La conspiration du silence
L’une des accusations les plus lourdes du rapport est celle d’un « silence systémique » institutionnel. Selon les auteurs, des agents de l’État — policiers, travailleurs sociaux, élus locaux — ont délibérément choisi de ne pas agir, par crainte d’être perçus comme racistes s’ils pointaient l’appartenance ethnique des suspects. Des comités d’enquête locaux antérieurs avaient déjà établi que des fonctionnaires avaient reçu l’instruction de ne pas mentionner les origines ethniques des auteurs. Le rapport fait état de défaillances persistantes et d’une réponse institutionnelle tardive à une phénomène dont l’ampleur réelle, selon les estimations présentées, dépasse largement ce qui a été officiellement documenté à ce jour. L’estimation de 250 000 victimes repose sur des projections statistiques à partir de cas recensés dans différentes collectivités locales — et non sur un dénombrement individuel.

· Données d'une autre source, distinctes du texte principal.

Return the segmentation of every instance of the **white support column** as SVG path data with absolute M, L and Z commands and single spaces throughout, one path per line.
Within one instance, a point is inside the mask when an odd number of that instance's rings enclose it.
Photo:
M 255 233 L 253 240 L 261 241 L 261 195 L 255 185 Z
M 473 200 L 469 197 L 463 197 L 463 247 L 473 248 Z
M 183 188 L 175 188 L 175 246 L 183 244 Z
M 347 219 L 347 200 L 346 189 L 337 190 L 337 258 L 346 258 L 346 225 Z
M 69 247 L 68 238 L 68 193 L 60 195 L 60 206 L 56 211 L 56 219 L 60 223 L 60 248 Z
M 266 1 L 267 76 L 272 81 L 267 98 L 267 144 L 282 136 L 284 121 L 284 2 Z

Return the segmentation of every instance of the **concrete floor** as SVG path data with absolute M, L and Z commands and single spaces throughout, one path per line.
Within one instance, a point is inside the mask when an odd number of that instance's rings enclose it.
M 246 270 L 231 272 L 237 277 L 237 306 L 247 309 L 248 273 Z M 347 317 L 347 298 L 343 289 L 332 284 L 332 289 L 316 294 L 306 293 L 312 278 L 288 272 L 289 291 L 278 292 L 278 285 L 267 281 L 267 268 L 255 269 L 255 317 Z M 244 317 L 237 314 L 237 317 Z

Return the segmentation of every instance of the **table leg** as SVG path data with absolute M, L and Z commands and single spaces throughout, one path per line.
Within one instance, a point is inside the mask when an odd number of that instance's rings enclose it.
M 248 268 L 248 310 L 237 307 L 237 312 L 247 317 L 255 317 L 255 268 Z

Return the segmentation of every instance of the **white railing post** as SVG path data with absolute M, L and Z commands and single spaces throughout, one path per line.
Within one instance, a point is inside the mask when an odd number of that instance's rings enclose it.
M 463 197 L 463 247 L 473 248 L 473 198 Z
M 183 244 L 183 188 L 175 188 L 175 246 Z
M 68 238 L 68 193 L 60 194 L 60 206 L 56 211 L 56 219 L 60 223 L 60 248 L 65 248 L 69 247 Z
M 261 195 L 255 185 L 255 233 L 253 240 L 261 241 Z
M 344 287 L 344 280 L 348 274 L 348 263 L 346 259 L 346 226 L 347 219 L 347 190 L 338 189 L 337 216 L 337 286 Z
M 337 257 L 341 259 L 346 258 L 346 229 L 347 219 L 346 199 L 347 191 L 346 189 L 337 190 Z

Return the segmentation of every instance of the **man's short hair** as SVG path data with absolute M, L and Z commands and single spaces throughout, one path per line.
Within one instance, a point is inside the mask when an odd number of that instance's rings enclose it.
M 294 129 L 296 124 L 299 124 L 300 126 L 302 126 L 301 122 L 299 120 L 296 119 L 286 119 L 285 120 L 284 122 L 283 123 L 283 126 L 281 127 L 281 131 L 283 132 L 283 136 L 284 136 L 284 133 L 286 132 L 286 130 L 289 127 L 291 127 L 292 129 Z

Kier Starmer, le Premier ministre, avait annoncé dans le passé la création d’une enquête nationale officielle sur le sujet. Des voix critiques dénoncent des délais excessifs dans la mise en œuvre de cet engagement.
La tension dans les rues
La publication du rapport a immédiatement enflammé le débat public et les réseaux sociaux. Le 20 juin, un homme britannique a poignardé cinq musulmans, affirmant avoir agi parce que, selon ses propres termes, « nos filles se font violer par des musulmans ». L’incident est survenu dans un contexte de très forte agitation politique et médiatique directement liée à la publication du rapport.
Cette tragédie illustre le danger d’une société où des vérités longtemps tues finissent par provoquer des explosions de violence dans la rue. Pour de nombreux observateurs britanniques, le scandale des gangs de grooming n’est pas simplement une affaire criminelle : c’est le symptôme d’un échec civilisationnel profond, celui d’une culture politique qui a choisi le silence au détriment des victimes les plus fragiles.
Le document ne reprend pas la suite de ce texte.